Let's say that I have a back-end running on a customized PHP environment (no Laravel nor Symfony). It is used as an API server most of the time. But once a day I need to send out some mails. Let's say that I use a dedicated tools for that: Twig to create bodies of the mails, and PHPMailer to send them out. I don't need neither of these to answer the incoming front-end requests.
My question is: can I ask Composer (which I use as a dependency manager) to exclude Twig and PHPMailer when compiling the code to answer the front-end requests?
Obviously, the example here would save me fractions of seconds, and fractions of RAM, but what if I have other dependencies that are used only for other purposes too?

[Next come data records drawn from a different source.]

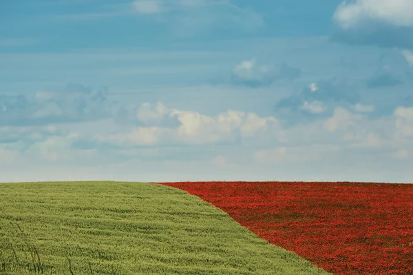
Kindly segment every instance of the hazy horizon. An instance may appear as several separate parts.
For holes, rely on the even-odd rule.
[[[413,1],[0,3],[0,182],[413,183]]]

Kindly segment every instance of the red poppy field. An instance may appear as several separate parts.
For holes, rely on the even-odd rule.
[[[335,274],[413,274],[413,185],[162,183]]]

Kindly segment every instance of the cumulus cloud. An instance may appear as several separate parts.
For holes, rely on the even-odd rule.
[[[350,108],[357,112],[372,112],[374,111],[374,105],[363,105],[361,103],[356,103],[355,105],[350,106]]]
[[[394,112],[396,134],[401,137],[413,137],[413,107],[398,107]]]
[[[127,132],[98,136],[97,139],[131,145],[233,143],[239,138],[265,132],[277,123],[273,116],[260,117],[254,113],[228,110],[209,116],[197,112],[169,109],[161,103],[155,106],[142,104],[138,117],[146,126],[132,127]],[[174,123],[165,123],[165,120],[173,120]]]
[[[413,2],[410,0],[343,1],[333,14],[333,39],[383,47],[412,48]]]
[[[298,92],[282,99],[275,105],[277,112],[289,114],[288,120],[327,115],[336,107],[354,105],[359,100],[356,88],[351,83],[332,79],[321,80],[305,86]]]
[[[133,2],[135,10],[138,13],[153,14],[162,11],[162,1],[160,0],[137,0]]]
[[[367,87],[375,88],[380,87],[392,87],[402,84],[403,81],[393,73],[388,71],[377,72],[367,81]]]
[[[0,125],[45,125],[83,121],[108,116],[107,90],[68,84],[60,91],[0,95]],[[105,108],[104,108],[105,107]]]
[[[211,30],[255,31],[265,26],[260,14],[227,0],[136,0],[133,7],[139,14],[160,15],[171,34],[181,38]]]
[[[357,28],[366,21],[382,21],[400,27],[413,26],[410,0],[356,0],[342,2],[333,19],[343,29]]]
[[[403,50],[401,53],[409,65],[413,67],[413,52],[410,52],[410,50]]]
[[[273,64],[259,64],[256,59],[253,58],[235,65],[232,72],[231,80],[235,84],[257,87],[268,85],[282,79],[292,81],[300,74],[299,69],[286,64],[277,68]]]
[[[326,110],[323,103],[317,101],[314,101],[310,103],[308,101],[304,101],[304,103],[301,108],[307,110],[312,114],[320,114]]]

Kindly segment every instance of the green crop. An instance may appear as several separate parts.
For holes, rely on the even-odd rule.
[[[149,183],[0,183],[0,274],[324,274],[226,213]]]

Obviously, the example here would save me fractions of seconds, and fractions of RAM
It actually does not save you nothing. Composer's autoloader loads class only when you request it. If you never use Twig or PHPMailer in your frontend request, it will never load it, so no RAM or CPU will be used.
Basically it already works in a way you would like to.
I think that you can reconsider the structure of your application. In case that you have 2 independent parts, they can be split into 2 php apps with they own composer.json. Common code can be loaded as a dependency.
Anyway, having unused dependencies is not a big issue and it has almost zero impact on performance. So, technically, the goal you want to achieve is more about purity of the code, not the performance optimisation.